100 Ribu Pekerja Outsourcing PLN se-Indonesia Ancam Mogok Kerja

Sebanyak 100 ribu pekerja outsourcing di Perusahaan Listrik Negara (PLN) di seluruh Indonesia mengaku khawatir dengan kejelasan nasib mereka. Oleh sebab itu mereka mengajukan tuntutan ke pada PLN dan mengancam akan mogok kerja jika tuntutan tidak dipenuhi hingga 1 Juli mendatang.

Presiden Dewan Pimpinan Pusat Konfederasi Serikat Nasional, Ahmad Daryoko mengatakan para pekerja menuntut kepada pemerintah untuk mengapuskan sistem kontrak kerja outsourcing dan mengangkat pekerja outsourcing PT. PLN (Persero) agar menjadi pegawai tetap.

"Jika sampai pada akhir Juni pemerintah tidak memberikan respon positif, maka pekerja outsourcing PLN seluruh Indonesia pada tanggal 1 Juli akan mogok nasional," kata Ahmad di samping kantor PLN Jateng, Jalan Teuku Umar, Semarang, Selasa (19/6/2012).

"Pekerja meliputi pencatat meter, layanan gangguan, operator gardu induk, payment point, pencetak rekening listrik, operator pembangkit, pelaksana tata administrasi dan keuangan juga," imbuhnya.

Ahmad menjelaskan jika belum ada respon dari pemerintah, maka pihaknya akan mogok dalam tiga tahap mulai tanggal 1 Juli. Tahap pertama yaitu hanya absen atau masuk kerja namun tidak beraktifitas kerja apapun di kantor.

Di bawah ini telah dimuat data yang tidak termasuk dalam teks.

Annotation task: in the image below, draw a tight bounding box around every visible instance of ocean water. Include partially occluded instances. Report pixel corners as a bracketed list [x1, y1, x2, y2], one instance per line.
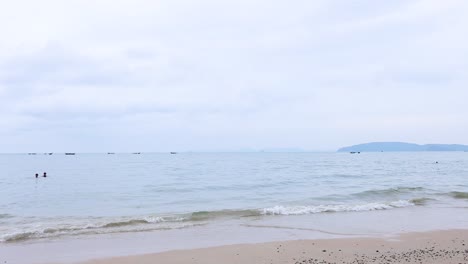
[0, 152, 468, 244]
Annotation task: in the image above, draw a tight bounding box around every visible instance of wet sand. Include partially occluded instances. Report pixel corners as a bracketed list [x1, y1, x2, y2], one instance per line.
[79, 230, 468, 264]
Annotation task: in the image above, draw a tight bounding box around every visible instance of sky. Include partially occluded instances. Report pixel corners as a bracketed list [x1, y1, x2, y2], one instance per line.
[0, 0, 468, 153]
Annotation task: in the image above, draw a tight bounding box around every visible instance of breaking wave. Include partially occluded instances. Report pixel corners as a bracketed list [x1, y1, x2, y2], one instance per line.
[262, 200, 416, 215]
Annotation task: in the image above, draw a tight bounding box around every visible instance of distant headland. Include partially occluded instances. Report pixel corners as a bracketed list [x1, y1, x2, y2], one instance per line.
[338, 142, 468, 152]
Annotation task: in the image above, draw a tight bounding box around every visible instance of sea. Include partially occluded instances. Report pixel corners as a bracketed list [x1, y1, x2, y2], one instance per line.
[0, 152, 468, 243]
[0, 152, 468, 263]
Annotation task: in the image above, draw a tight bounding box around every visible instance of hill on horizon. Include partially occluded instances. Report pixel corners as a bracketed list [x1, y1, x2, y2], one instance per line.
[338, 142, 468, 152]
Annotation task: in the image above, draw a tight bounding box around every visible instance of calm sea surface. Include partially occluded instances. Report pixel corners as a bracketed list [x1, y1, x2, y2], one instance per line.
[0, 152, 468, 243]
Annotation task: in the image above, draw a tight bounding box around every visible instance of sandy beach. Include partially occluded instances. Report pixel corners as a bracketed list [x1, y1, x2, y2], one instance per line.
[79, 230, 468, 264]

"Tahap pertama hanya masuk kantor tapi tidak melakukan pekerjaan kantor. Sementara itu untuk tahap kedua dan ketiga akan kita lihat nanti jika pemerintah masih belum menanggapi," tutur Ahmad.

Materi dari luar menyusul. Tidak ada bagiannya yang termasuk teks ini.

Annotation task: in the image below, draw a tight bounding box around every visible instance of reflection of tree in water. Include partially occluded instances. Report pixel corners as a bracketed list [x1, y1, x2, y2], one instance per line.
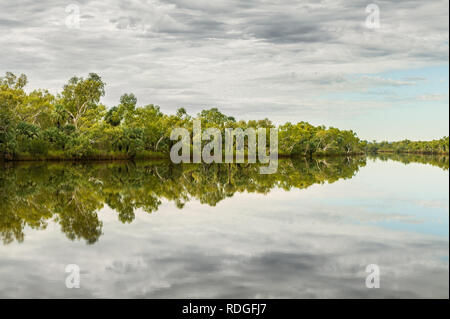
[370, 153, 449, 171]
[0, 157, 448, 244]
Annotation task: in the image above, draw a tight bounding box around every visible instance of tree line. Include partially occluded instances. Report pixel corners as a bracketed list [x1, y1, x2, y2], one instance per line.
[0, 72, 448, 160]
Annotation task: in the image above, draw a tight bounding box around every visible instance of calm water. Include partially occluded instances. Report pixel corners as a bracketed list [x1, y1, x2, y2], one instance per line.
[0, 156, 449, 298]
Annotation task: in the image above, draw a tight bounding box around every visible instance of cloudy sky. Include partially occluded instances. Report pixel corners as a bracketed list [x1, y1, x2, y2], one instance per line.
[0, 0, 449, 140]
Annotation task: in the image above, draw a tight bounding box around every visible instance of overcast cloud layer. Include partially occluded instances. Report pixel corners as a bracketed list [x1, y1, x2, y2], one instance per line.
[0, 0, 449, 139]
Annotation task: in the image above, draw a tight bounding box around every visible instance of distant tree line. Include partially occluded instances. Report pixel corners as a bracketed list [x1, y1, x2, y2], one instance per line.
[367, 137, 449, 155]
[0, 72, 448, 160]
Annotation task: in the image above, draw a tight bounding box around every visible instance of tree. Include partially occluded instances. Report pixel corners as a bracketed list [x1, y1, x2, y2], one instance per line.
[59, 73, 105, 130]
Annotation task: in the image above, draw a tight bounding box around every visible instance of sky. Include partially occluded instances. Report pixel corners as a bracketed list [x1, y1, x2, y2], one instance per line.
[0, 0, 449, 141]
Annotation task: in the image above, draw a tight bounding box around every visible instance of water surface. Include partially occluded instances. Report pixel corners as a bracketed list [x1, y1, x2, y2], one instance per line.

Selama ini, penerapan kontrak outsourcing dinilai sangat merugikan pekerja outsourcing. Sebab selain gaji pas-pasan, dalam perpanjangan kontrak kebanyakan pekerja outsourcing tidak dibuatkan amandemen, tapi tetap diperintah agar melaksanakan pekerjaan. Dengan demikian mereka bekerja dengan posisi hukum sangat lemah dan bisa dipecat kapanpun.

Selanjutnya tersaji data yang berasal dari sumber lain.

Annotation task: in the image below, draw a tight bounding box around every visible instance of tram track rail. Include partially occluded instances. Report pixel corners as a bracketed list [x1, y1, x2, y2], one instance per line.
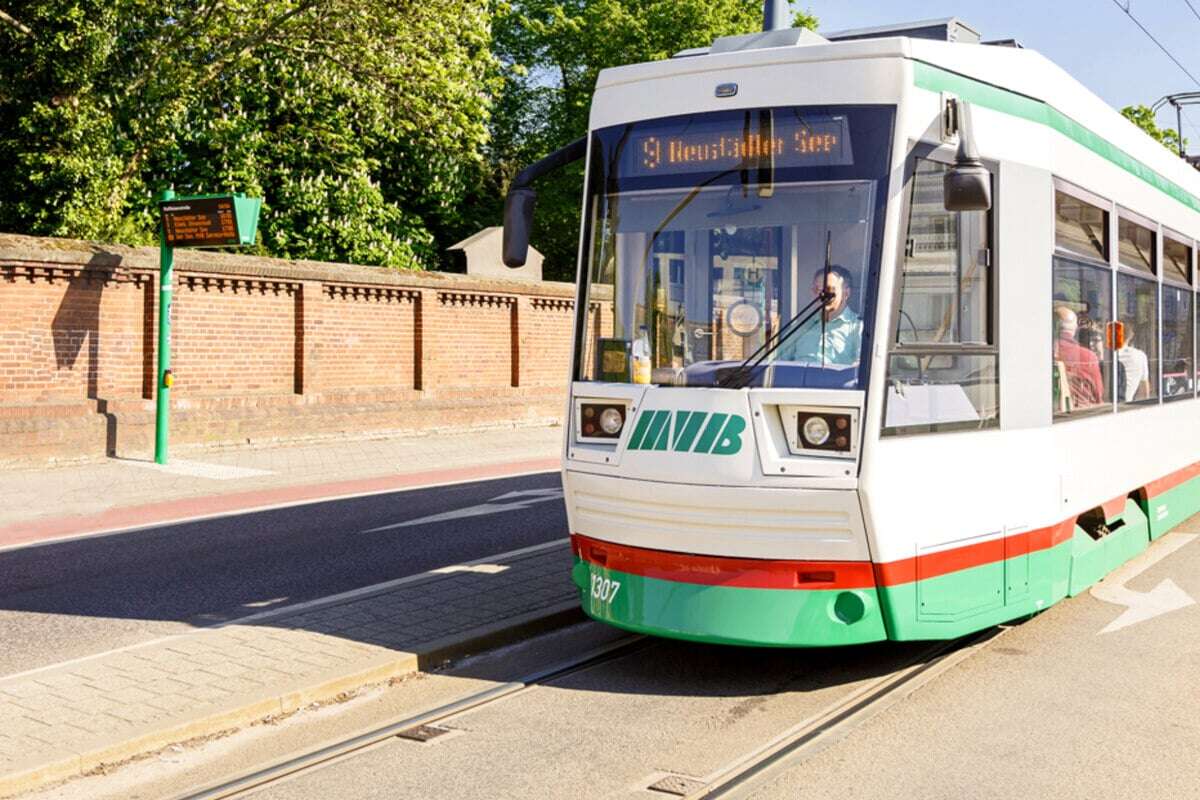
[173, 627, 1009, 800]
[173, 634, 653, 800]
[682, 627, 1009, 800]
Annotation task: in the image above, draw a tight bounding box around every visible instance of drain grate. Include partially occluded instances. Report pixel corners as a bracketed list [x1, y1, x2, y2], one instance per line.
[396, 724, 450, 741]
[646, 775, 706, 798]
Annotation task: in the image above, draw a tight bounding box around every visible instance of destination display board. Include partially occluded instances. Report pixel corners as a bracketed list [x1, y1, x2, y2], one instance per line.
[158, 197, 242, 247]
[626, 112, 854, 176]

"Secara prinsip melanggar Undang-undang No.13 Tahun 2003 tentang Ketenagakerjaan pasal 59 ayat 1, ayat 2, dan ayat 4 serta pasal 65 ayat 2," ungkap mantan pekerja PLN tersebut.

Sementara itu, salah satu pekerja outsourcing, Sugeng Riyadi mengaku sudah 17 tahun dipekerjakan sebagai pencatat meter di Perusahaan Listrik Negara (PLN) Kediri, Jawa Timur. Ia pun merasa sangat kurang dalam memenuhi kebutuhan ekonominya dengan gaji dari kerjanya sebagai pekerja outsourcing.

"Gajinya satu koma sekian. Serba pas-pasan, belum lagi dalam waktu dekat harus mendaftarkan ulang anak pertama ke TK dengan biaya Rp 800 ribu," ungkap Sugeng dengan dengan suara pelan.

Oleh sebab itu, ia sangat mendukung adanya aksi menuntut pemerintah agar pekerja outsourcing di angkat menjadi pegawai tetap. Tidak hanya Sugeng, Serikat Pekerja PLN pun setuju dengan aksi tersebut, bahkan juga akan ikut melakukan aksi.

"Masak nanti anak dan cucu kita outsourcing semua," kata Sugeng.